Pero la existencia del matriarcado es quizás el tema más controvertido en todo el campo de la antropología. Quienes defienden el sistema capitalista y afirman que la sociedad de clases es permanente, exigen pruebas irrefutables de que el matriarcado precedió al patriarcado en la evolución de la sociedad humana. Al mismo tiempo, presentan escasas o nulas evidencias que respalden su dudosa afirmación de que el sistema patriarcal se remonta al reino animal.

¿Cuáles son las características más destacadas de la sociedad patriarcal? Los hombres desempeñan el papel dominante en el trabajo. Existe la propiedad privada y la diferenciación de clases. Las parejas sexuales viven juntas como marido y mujer bajo el mismo techo y, por ley, están unidas en matrimonio. El padre es el cabeza de familia. La familia está compuesta por el padre, la madre (o madres) y sus hijos, y es la unidad básica de la sociedad, a través de la cual se hereda y transmite la propiedad. Todas estas características del patriarcado son propias de una sociedad de clases.

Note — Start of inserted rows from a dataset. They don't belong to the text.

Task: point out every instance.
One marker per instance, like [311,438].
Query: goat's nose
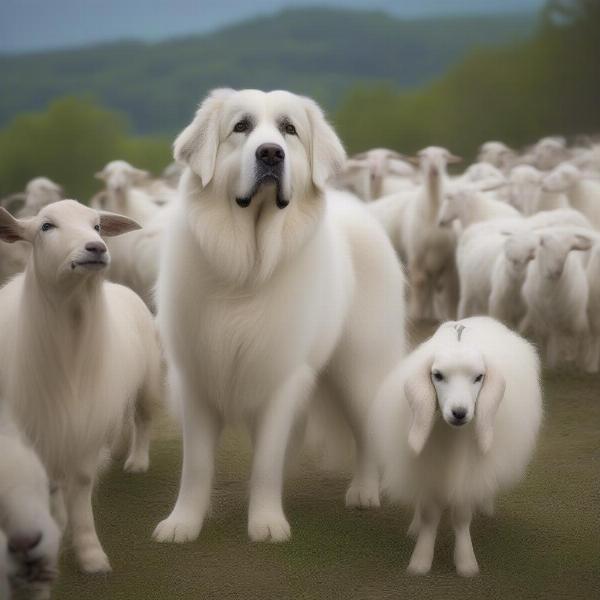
[24,542]
[96,247]
[459,413]
[270,154]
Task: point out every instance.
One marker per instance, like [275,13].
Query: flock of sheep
[514,237]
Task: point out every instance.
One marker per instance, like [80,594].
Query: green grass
[543,543]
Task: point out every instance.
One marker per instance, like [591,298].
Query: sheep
[470,204]
[79,358]
[31,535]
[497,154]
[581,189]
[455,424]
[429,248]
[556,292]
[506,303]
[367,174]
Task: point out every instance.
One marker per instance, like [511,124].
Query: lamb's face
[67,242]
[457,375]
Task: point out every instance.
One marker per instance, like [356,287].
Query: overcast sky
[40,24]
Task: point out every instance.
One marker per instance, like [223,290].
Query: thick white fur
[429,248]
[429,463]
[556,293]
[259,305]
[25,514]
[75,354]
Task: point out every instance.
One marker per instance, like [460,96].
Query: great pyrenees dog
[268,288]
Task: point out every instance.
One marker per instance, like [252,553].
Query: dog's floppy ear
[421,397]
[197,145]
[490,396]
[112,224]
[327,153]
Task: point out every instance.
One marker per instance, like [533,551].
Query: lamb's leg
[266,520]
[464,556]
[201,430]
[88,550]
[422,556]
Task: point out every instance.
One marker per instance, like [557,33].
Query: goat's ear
[11,229]
[327,153]
[197,145]
[452,159]
[421,397]
[490,396]
[112,224]
[581,242]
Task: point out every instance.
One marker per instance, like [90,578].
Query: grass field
[543,542]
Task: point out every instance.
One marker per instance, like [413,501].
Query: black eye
[241,126]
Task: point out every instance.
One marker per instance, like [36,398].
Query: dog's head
[246,142]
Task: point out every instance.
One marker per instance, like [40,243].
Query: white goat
[79,358]
[429,248]
[485,381]
[556,293]
[31,534]
[506,302]
[581,189]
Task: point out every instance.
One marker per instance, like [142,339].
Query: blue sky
[39,24]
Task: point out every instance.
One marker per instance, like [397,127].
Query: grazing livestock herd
[260,280]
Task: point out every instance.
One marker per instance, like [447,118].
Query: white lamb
[556,293]
[455,424]
[429,248]
[582,190]
[31,535]
[79,358]
[506,303]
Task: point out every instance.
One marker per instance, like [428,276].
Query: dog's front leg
[266,520]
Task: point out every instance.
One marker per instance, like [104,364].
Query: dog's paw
[268,526]
[363,496]
[94,560]
[177,530]
[137,464]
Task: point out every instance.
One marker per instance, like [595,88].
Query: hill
[320,52]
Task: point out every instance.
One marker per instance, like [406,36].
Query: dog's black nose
[23,543]
[96,247]
[459,413]
[270,154]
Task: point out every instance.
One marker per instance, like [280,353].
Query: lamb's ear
[11,229]
[197,145]
[490,396]
[421,397]
[112,224]
[327,153]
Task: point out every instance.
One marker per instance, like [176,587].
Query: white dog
[267,288]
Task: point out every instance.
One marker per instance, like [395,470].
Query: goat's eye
[241,126]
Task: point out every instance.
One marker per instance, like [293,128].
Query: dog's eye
[241,126]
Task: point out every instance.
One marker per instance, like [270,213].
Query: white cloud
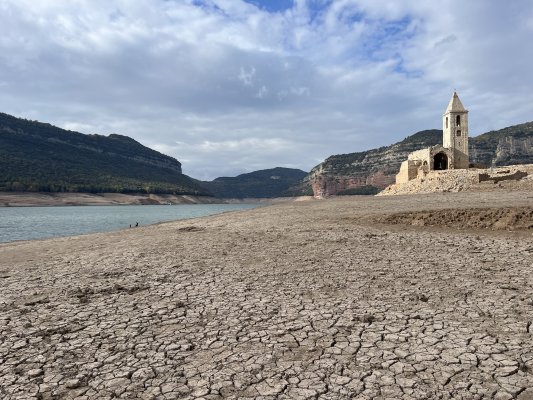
[260,89]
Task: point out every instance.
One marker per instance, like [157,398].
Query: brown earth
[302,300]
[507,218]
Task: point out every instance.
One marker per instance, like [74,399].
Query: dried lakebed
[294,301]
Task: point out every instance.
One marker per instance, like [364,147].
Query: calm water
[24,223]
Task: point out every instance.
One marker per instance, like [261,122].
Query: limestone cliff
[367,172]
[508,146]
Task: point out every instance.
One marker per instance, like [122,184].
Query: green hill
[35,156]
[372,170]
[266,183]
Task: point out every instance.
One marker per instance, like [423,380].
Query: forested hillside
[35,156]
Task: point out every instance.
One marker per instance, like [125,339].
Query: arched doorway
[440,161]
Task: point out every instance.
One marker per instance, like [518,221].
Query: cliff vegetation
[39,157]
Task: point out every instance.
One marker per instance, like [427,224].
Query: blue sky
[232,86]
[272,5]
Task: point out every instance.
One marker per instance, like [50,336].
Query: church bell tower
[455,132]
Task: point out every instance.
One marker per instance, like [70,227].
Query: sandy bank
[293,301]
[12,199]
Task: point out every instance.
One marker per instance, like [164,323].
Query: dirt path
[294,301]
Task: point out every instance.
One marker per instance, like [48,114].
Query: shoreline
[45,199]
[295,300]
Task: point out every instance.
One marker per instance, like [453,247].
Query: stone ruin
[453,154]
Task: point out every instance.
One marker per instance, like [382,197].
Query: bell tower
[455,132]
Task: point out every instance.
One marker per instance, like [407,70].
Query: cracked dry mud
[294,301]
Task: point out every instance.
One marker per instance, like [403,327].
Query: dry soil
[309,300]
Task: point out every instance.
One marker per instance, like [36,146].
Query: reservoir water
[26,223]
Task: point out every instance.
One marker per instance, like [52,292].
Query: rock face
[358,173]
[377,168]
[508,146]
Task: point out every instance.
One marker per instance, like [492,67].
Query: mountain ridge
[37,156]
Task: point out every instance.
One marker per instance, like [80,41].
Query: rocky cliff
[508,146]
[369,171]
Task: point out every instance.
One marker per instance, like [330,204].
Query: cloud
[228,86]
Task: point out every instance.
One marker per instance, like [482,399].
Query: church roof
[455,104]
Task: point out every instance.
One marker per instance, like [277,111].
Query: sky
[233,86]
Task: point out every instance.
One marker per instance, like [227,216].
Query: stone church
[453,154]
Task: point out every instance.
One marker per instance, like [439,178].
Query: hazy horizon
[229,87]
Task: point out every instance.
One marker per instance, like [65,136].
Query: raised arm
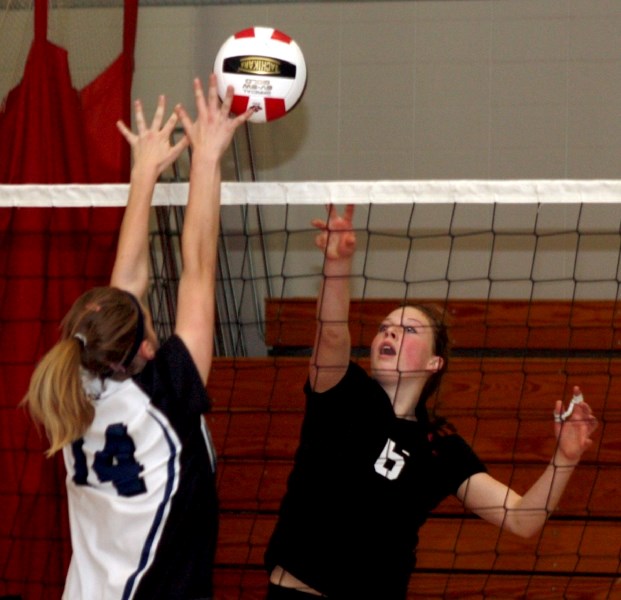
[332,347]
[210,135]
[525,515]
[152,153]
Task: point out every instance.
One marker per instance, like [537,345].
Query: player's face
[404,343]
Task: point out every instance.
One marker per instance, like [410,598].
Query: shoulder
[456,456]
[172,375]
[355,376]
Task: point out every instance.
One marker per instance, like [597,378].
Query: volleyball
[266,69]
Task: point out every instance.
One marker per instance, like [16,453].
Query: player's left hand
[574,430]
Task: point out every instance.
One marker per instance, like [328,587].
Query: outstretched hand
[213,130]
[151,145]
[574,432]
[337,237]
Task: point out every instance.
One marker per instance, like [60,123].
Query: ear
[436,363]
[146,350]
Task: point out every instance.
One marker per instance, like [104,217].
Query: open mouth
[387,350]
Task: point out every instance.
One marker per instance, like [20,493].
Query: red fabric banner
[50,133]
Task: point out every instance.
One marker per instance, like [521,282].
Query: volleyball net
[528,275]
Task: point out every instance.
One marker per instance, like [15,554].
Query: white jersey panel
[126,468]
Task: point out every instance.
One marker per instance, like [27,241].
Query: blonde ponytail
[56,399]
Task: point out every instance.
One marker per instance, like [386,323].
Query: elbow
[525,526]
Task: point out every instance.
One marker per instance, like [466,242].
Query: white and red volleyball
[266,69]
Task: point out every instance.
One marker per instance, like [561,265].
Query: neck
[404,393]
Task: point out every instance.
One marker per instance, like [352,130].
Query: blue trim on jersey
[144,557]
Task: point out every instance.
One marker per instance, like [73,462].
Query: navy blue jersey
[363,483]
[141,487]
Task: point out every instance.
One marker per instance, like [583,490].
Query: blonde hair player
[371,465]
[127,414]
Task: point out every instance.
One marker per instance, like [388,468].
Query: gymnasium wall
[448,89]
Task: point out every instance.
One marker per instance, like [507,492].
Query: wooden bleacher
[511,361]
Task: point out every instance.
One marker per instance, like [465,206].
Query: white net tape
[324,192]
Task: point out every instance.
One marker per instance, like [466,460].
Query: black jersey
[363,483]
[141,489]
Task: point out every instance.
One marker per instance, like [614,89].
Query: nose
[390,332]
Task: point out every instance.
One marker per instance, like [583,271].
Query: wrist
[561,460]
[144,174]
[337,268]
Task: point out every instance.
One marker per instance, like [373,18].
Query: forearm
[201,222]
[131,266]
[332,347]
[531,511]
[196,297]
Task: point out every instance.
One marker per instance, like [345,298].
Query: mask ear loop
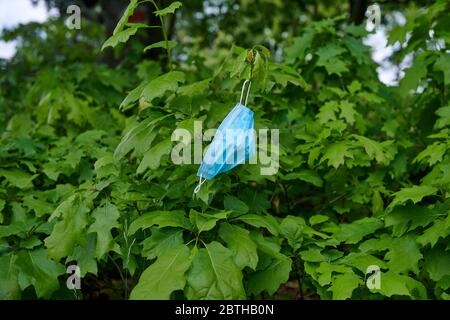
[248,91]
[199,185]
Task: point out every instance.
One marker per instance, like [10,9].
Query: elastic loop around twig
[248,91]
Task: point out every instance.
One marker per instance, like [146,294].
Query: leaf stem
[163,27]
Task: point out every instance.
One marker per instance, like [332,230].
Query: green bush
[363,177]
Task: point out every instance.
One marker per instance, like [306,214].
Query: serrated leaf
[9,277]
[206,221]
[164,276]
[126,15]
[70,230]
[106,218]
[166,82]
[214,275]
[152,157]
[347,111]
[399,285]
[305,175]
[239,242]
[160,241]
[327,112]
[299,47]
[353,232]
[37,269]
[434,153]
[132,96]
[292,229]
[18,178]
[374,149]
[269,278]
[139,135]
[443,64]
[170,44]
[437,263]
[234,204]
[170,9]
[343,286]
[317,219]
[119,37]
[258,221]
[163,219]
[336,154]
[414,193]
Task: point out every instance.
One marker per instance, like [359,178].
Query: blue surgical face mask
[233,142]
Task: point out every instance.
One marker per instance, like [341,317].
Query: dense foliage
[86,176]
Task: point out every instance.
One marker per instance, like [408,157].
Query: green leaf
[361,261]
[408,218]
[9,277]
[163,219]
[292,229]
[234,204]
[152,157]
[437,263]
[132,96]
[18,178]
[239,242]
[126,15]
[195,88]
[317,219]
[70,230]
[299,47]
[432,234]
[309,176]
[136,137]
[414,74]
[272,271]
[166,82]
[85,256]
[267,222]
[443,64]
[164,276]
[206,221]
[336,154]
[106,218]
[327,112]
[404,255]
[328,57]
[353,232]
[434,153]
[399,285]
[414,193]
[161,241]
[343,286]
[119,37]
[347,111]
[170,44]
[374,149]
[38,270]
[260,70]
[214,275]
[239,64]
[444,117]
[170,9]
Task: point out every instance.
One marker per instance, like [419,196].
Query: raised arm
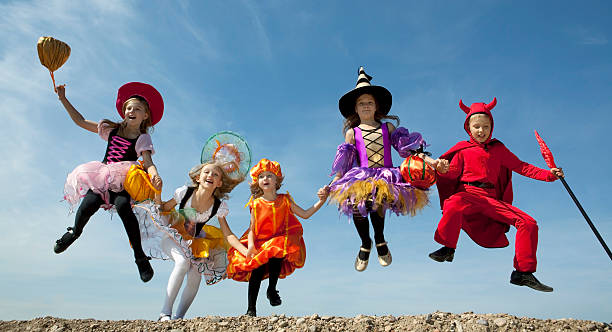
[305,214]
[231,238]
[78,119]
[251,250]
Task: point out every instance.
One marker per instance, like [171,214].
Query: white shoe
[360,264]
[384,260]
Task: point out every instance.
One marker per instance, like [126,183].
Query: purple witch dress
[363,189]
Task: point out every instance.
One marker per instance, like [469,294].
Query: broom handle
[601,240]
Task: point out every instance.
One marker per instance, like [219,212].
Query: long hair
[256,191]
[144,125]
[353,120]
[227,183]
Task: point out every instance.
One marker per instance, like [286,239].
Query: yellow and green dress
[278,234]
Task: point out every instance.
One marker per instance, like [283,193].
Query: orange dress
[278,234]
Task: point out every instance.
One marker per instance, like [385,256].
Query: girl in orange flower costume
[274,238]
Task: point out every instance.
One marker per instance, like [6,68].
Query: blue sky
[273,71]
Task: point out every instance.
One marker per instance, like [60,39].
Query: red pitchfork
[550,161]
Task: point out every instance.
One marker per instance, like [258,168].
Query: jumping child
[365,180]
[274,238]
[476,196]
[101,183]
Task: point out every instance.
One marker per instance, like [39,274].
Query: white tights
[182,267]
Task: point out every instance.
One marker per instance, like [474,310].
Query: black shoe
[144,268]
[65,241]
[274,298]
[444,254]
[529,280]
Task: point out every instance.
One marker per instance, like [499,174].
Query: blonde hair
[144,125]
[227,183]
[353,120]
[256,191]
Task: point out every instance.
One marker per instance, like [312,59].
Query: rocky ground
[438,321]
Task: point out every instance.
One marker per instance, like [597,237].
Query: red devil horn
[463,107]
[491,104]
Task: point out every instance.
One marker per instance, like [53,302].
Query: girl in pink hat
[100,184]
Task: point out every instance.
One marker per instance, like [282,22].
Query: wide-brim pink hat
[146,91]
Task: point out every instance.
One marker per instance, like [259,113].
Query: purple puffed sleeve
[345,158]
[405,142]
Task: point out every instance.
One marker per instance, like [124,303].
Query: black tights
[363,228]
[92,202]
[273,267]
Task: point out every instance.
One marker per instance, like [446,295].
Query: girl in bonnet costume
[100,184]
[274,238]
[365,182]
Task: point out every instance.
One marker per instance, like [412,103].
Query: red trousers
[473,203]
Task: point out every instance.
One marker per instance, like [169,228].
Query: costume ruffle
[207,252]
[383,187]
[97,176]
[278,234]
[404,141]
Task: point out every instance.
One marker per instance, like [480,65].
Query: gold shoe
[360,264]
[386,259]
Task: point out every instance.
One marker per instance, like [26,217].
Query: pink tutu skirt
[97,176]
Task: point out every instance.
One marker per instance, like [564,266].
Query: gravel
[437,321]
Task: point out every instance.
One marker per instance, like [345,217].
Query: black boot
[251,312]
[65,241]
[444,254]
[529,280]
[274,297]
[144,268]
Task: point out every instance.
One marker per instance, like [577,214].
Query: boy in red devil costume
[476,196]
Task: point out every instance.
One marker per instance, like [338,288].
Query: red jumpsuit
[486,213]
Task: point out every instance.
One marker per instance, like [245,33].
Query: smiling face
[267,181]
[480,127]
[135,112]
[210,177]
[365,107]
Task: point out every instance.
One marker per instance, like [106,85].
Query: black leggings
[363,228]
[273,267]
[92,202]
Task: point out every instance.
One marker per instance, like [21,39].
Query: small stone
[499,322]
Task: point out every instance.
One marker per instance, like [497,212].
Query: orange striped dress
[278,234]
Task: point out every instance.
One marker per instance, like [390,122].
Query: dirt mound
[438,321]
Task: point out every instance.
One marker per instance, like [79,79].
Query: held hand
[323,193]
[61,91]
[157,182]
[558,172]
[441,165]
[251,252]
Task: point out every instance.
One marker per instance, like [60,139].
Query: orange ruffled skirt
[278,234]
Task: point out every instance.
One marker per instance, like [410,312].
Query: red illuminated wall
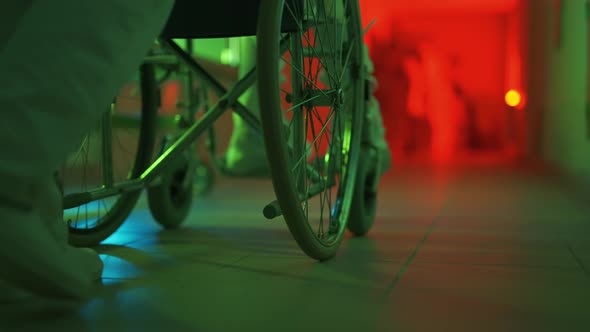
[480,34]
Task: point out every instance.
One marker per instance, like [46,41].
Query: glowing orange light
[513,98]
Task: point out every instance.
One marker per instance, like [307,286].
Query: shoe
[34,251]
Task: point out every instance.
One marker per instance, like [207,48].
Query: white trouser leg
[61,64]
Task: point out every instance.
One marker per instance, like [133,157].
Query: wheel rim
[320,105]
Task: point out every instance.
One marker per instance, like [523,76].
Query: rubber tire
[168,209]
[119,212]
[269,28]
[363,208]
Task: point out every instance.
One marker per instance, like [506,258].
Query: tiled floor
[470,249]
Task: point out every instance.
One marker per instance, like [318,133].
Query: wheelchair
[324,172]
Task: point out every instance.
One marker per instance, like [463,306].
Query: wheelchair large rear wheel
[310,88]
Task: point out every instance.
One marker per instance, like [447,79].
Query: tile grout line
[410,258]
[579,261]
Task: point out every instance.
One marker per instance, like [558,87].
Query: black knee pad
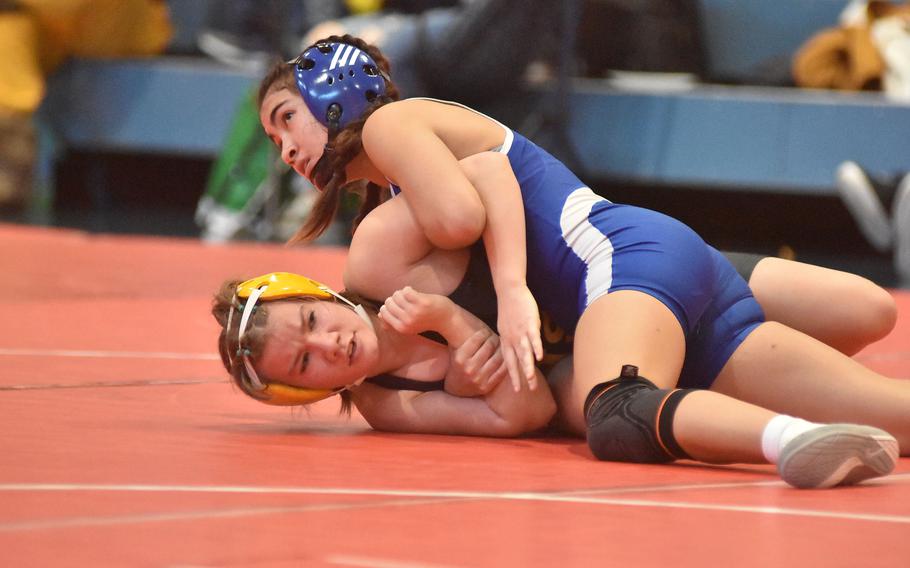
[629,419]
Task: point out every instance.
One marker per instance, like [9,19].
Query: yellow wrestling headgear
[281,286]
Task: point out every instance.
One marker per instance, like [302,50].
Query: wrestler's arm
[405,146]
[476,363]
[501,413]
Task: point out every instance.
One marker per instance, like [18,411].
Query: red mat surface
[123,444]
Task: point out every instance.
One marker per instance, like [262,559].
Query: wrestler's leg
[630,327]
[786,371]
[840,309]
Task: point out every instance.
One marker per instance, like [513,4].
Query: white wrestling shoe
[900,221]
[837,454]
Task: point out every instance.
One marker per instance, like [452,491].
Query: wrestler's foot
[867,202]
[837,454]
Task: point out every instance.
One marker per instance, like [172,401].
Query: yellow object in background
[363,6]
[21,77]
[38,36]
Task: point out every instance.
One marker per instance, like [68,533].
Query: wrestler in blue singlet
[581,246]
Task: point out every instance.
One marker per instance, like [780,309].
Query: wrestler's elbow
[460,226]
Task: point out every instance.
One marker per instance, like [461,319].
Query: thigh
[786,371]
[840,309]
[626,327]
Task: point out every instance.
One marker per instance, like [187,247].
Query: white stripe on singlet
[586,241]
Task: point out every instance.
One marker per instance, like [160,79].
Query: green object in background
[244,162]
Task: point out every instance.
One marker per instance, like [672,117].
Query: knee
[878,313]
[629,419]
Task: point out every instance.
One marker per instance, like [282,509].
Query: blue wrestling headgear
[280,286]
[338,82]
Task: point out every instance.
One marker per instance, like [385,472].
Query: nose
[288,151]
[326,343]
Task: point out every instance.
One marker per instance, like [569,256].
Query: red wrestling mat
[124,444]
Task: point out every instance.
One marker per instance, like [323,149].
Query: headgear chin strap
[280,286]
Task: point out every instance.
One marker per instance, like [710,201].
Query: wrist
[508,284]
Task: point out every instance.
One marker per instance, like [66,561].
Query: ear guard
[338,82]
[281,286]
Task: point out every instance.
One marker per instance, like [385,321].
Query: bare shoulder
[390,121]
[384,249]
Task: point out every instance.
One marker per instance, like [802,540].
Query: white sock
[779,432]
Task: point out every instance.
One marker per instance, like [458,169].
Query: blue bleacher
[776,139]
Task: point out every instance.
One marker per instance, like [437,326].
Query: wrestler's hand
[476,367]
[408,311]
[518,322]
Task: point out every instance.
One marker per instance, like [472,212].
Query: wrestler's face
[317,345]
[288,122]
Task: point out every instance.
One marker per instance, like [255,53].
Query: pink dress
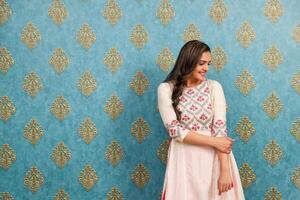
[192,171]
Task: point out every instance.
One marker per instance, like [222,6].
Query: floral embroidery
[195,127]
[206,90]
[209,106]
[219,128]
[190,92]
[203,117]
[193,108]
[174,128]
[182,99]
[200,99]
[185,117]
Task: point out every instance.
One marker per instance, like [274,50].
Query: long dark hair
[185,63]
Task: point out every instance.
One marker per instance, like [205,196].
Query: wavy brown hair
[185,63]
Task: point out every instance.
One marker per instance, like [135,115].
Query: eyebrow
[205,61]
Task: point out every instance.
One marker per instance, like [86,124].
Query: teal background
[159,37]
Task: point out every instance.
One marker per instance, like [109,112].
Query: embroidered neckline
[195,87]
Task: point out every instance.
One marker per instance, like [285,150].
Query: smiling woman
[193,109]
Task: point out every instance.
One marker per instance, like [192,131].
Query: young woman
[200,163]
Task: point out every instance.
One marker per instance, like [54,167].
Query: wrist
[212,141]
[224,169]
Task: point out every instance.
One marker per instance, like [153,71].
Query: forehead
[206,56]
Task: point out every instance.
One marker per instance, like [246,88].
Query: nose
[206,67]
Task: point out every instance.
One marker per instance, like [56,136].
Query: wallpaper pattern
[78,102]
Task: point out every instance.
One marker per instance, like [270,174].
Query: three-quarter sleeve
[219,127]
[175,128]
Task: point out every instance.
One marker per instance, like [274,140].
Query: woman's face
[198,74]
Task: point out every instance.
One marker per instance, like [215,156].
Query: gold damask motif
[7,108]
[60,108]
[295,82]
[5,13]
[165,12]
[59,60]
[245,129]
[162,151]
[245,82]
[7,156]
[86,36]
[219,59]
[272,105]
[87,83]
[33,131]
[88,177]
[140,176]
[57,11]
[114,153]
[296,33]
[272,58]
[112,12]
[61,155]
[245,34]
[272,153]
[6,195]
[30,35]
[32,84]
[247,175]
[33,179]
[273,194]
[165,60]
[87,130]
[295,177]
[114,194]
[139,83]
[6,60]
[218,11]
[191,33]
[140,129]
[61,195]
[113,60]
[273,10]
[114,107]
[295,130]
[139,36]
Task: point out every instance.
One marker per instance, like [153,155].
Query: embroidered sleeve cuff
[219,128]
[176,130]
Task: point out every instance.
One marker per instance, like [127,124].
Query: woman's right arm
[178,131]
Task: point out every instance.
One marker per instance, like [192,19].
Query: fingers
[231,139]
[224,187]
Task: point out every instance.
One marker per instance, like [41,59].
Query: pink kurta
[192,171]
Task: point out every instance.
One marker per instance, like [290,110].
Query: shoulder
[216,84]
[164,86]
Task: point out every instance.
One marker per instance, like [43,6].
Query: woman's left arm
[219,129]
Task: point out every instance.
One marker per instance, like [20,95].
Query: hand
[225,182]
[223,144]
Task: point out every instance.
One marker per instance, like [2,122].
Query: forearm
[199,139]
[224,161]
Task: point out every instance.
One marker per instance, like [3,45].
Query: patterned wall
[78,84]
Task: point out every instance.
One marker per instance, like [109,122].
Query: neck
[192,83]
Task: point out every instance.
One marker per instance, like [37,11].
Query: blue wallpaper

En el matriarcado, en cambio, las mujeres, no los hombres, predominaban en el trabajo. No existía la propiedad privada de la riqueza comunitaria. Las parejas sexuales no vivían juntas bajo el mismo techo; de hecho, ni siquiera vivían en el mismo campamento o recinto. El matrimonio no existía. Los padres no eran la cabeza de familia porque, como tales, eran desconocidos. El grupo social elemental estaba compuesto exclusivamente por madres e hijos, y por esta razón se le ha denominado acertadamente la «familia uterina». Finalmente, la unidad básica de la sociedad no era esta familia uterina de madres e hijos, sino el grupo, clan o tribu en su conjunto. Estas características del matriarcado son propias de la sociedad primitiva, a la que a veces se describe como «comunismo primitivo» y que generalmente se reconoce que precedió a la sociedad de clases en el desarrollo histórico de la humanidad.

La abrumadora evidencia disponible indica que la forma original de organización social humana era matriarcal. Sin embargo, el término «matriarcado» expresa solo una parte del carácter esencial de la primera sociedad, fundada sobre la cooperación económica y social de ambos sexos. De esos orígenes matriarcales surgió ese logro monumental de la humanidad: la primera colectividad laboral comunal, la Hermandad Matriarcal. Este artículo narrará la historia de su nacimiento.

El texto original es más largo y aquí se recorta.